今回ご登壇いただいた理化学研究所の高里実先生は、「in vitroでヒト多能性幹細胞を分化誘導し、任意の臓器を完全な形で創り上げる事」を目標とし、ヒト腎臓モデル(オルガノイド)の研究を進められてきました。サイズ、構造的複雑性、成熟度の点からまだまだ不十分な腎臓オルガノイドの作製系をブラッシュアップし、将来的に移植可能なレベルの3次元腎臓組織をin vitroで構築することを目指すと共に、膀胱など、腎臓と接続するその他の臓器のオルガノイドの作製も行っていらっしゃいます。
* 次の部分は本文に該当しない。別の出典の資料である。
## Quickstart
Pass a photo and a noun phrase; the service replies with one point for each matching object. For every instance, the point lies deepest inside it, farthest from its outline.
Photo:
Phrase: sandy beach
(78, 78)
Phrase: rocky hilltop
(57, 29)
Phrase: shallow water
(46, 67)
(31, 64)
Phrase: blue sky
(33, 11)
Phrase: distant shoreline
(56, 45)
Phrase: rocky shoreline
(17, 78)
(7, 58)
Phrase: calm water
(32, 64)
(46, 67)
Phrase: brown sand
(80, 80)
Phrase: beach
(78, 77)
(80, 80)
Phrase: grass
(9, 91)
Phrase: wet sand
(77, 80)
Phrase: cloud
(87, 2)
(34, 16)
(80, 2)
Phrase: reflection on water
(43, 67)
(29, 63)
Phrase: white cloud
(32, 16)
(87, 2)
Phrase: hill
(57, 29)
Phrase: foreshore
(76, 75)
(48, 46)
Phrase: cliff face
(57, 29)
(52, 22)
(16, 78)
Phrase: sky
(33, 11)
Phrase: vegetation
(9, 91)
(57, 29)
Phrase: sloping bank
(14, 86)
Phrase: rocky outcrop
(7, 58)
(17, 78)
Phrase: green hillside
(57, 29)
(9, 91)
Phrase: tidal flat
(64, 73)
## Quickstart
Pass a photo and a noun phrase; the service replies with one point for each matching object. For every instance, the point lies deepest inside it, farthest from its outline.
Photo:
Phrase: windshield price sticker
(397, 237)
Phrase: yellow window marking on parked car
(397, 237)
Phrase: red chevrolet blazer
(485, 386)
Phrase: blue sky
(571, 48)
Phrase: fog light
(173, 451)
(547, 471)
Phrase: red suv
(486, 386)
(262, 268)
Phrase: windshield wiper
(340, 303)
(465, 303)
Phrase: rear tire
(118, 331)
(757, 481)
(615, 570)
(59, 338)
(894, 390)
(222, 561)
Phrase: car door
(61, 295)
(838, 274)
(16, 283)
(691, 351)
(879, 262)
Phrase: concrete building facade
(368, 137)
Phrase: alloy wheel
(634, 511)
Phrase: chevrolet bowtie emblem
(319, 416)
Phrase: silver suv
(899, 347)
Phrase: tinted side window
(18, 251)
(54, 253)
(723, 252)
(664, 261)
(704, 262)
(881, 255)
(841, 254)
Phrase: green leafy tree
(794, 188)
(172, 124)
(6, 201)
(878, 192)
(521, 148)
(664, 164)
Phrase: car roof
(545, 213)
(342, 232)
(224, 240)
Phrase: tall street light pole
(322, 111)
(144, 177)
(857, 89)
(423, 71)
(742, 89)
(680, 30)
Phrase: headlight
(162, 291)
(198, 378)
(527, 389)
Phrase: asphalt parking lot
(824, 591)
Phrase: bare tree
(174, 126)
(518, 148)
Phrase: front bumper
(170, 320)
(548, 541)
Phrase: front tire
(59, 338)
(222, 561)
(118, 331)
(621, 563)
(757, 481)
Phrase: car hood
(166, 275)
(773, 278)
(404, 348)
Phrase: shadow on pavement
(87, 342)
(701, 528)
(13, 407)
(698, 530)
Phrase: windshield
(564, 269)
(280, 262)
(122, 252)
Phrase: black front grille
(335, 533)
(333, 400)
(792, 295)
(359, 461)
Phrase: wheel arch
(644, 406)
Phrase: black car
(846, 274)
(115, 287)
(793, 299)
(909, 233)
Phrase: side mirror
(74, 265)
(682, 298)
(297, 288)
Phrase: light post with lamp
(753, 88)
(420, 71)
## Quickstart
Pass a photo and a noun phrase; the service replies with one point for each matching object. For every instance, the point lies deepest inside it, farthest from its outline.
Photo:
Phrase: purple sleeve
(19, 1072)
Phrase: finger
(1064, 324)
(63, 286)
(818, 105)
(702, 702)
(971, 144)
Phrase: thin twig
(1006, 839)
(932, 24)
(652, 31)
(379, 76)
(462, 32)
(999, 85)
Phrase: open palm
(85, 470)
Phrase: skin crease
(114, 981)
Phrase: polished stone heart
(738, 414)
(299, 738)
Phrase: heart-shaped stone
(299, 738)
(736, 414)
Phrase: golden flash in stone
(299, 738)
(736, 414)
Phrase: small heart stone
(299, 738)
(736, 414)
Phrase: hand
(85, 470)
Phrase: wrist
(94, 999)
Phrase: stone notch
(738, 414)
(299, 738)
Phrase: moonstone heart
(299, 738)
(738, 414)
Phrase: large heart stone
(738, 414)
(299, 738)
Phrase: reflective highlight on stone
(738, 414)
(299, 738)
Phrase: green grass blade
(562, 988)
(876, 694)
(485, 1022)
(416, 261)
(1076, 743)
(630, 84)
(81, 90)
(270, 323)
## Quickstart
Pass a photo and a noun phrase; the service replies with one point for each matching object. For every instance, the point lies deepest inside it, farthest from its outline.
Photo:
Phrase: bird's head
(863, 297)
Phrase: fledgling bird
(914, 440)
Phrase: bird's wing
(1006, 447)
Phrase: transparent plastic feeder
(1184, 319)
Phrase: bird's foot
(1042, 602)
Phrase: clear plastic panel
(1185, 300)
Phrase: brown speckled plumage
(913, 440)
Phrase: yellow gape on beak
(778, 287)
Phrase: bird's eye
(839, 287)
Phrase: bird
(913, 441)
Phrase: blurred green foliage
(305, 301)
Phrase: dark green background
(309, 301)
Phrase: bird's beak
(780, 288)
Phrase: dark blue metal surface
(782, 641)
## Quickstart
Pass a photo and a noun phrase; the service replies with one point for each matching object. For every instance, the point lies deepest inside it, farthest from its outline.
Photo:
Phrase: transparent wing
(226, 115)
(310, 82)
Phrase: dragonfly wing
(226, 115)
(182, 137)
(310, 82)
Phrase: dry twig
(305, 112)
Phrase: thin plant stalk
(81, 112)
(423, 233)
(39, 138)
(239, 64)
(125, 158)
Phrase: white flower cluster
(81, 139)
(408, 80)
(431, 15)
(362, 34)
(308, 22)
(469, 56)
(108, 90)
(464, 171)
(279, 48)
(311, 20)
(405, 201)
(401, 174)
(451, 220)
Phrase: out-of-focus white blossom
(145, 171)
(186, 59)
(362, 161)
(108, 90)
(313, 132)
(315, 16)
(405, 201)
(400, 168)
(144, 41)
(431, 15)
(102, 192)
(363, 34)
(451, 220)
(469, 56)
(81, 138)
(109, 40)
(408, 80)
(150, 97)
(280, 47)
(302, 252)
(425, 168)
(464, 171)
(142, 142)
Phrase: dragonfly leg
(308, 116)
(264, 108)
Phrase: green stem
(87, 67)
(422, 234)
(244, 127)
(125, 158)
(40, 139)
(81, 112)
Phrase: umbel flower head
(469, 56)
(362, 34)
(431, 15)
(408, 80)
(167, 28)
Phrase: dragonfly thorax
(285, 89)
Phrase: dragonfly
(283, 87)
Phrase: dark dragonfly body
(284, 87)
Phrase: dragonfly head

イベント当日は、臓器モデル、特に腎臓と膀胱のオルガノイドについて、その発生のメカニズムや作成方法、最新の話題や課題となっていることについてお話いただきました。
プログラム
16:00~ イベントスタート・登壇者ご紹介・アイスブレイク
16:10~ 高里先生ご講演・質疑応答
17:10~ (現地のみ)名刺交換会
17:30~ (現地のみ)名刺交換会
質疑応答の一部をご紹介
Q:ES/iPS細胞からオルガノイドにした後で、継代培養をすることはできるのでしょうか?
高里先生:
腎臓に関しては、「作成したネフロン前駆細胞を凍結保存後融解し、ペレットにしてオルガノイドをつくる」、ということはできるため、最初に沢山ネフロン前駆細胞を作成すれば、ロット差を気にせず作成することができます。
しかし、ヒトの細胞の継代培養に関しては、継代そのものはできても分化する力が失われることがあります。多くの研究者がチャレンジしていますが無限継代には成功していません。
ネフロン前駆細胞はヒトの胎児の中でも10か月ほどは存在しますが、生まれるときにはなくなってしまう存在です。そのため、そういった性質の細胞を、無理やり能力を保ったまま継代することは難しいのが現状です。
膀胱に関しては、そういった取り組みをまだ行っておりません。アダルトの膀胱の中に膀胱の組織幹細胞があることから、オルガノイド内にも同様に膀胱となる幹細胞が存在すると思っており、今後それを純化して、継代培養を行うことをチャレンジしたいと思っています。
最後に
ご講演では研究内容に関して、細胞の写真や動画などを使用し大変わかりやすくご解説いただきました。オルガノイド研究の現状、課題、そして課題に対してどのようにアプローチをされているのか、理解が深まる1時間でした。
また、イベント後半の質疑応答のお時間では、具体的なご質問を多数ご視聴のみなさまからいただきました。
ご視聴いただきましたみなさま、ご質問いただきましたみなさま、ありがとうございました。
KRPでは、今後も定期的にライフサイエンス・ウェルネス系の企業・スタートアップやアカデミアの研究者を対象に、研究環境やアクセラレーションプログラムなどの情報を発信するセミナーを開催していく予定です。次回もお楽しみに。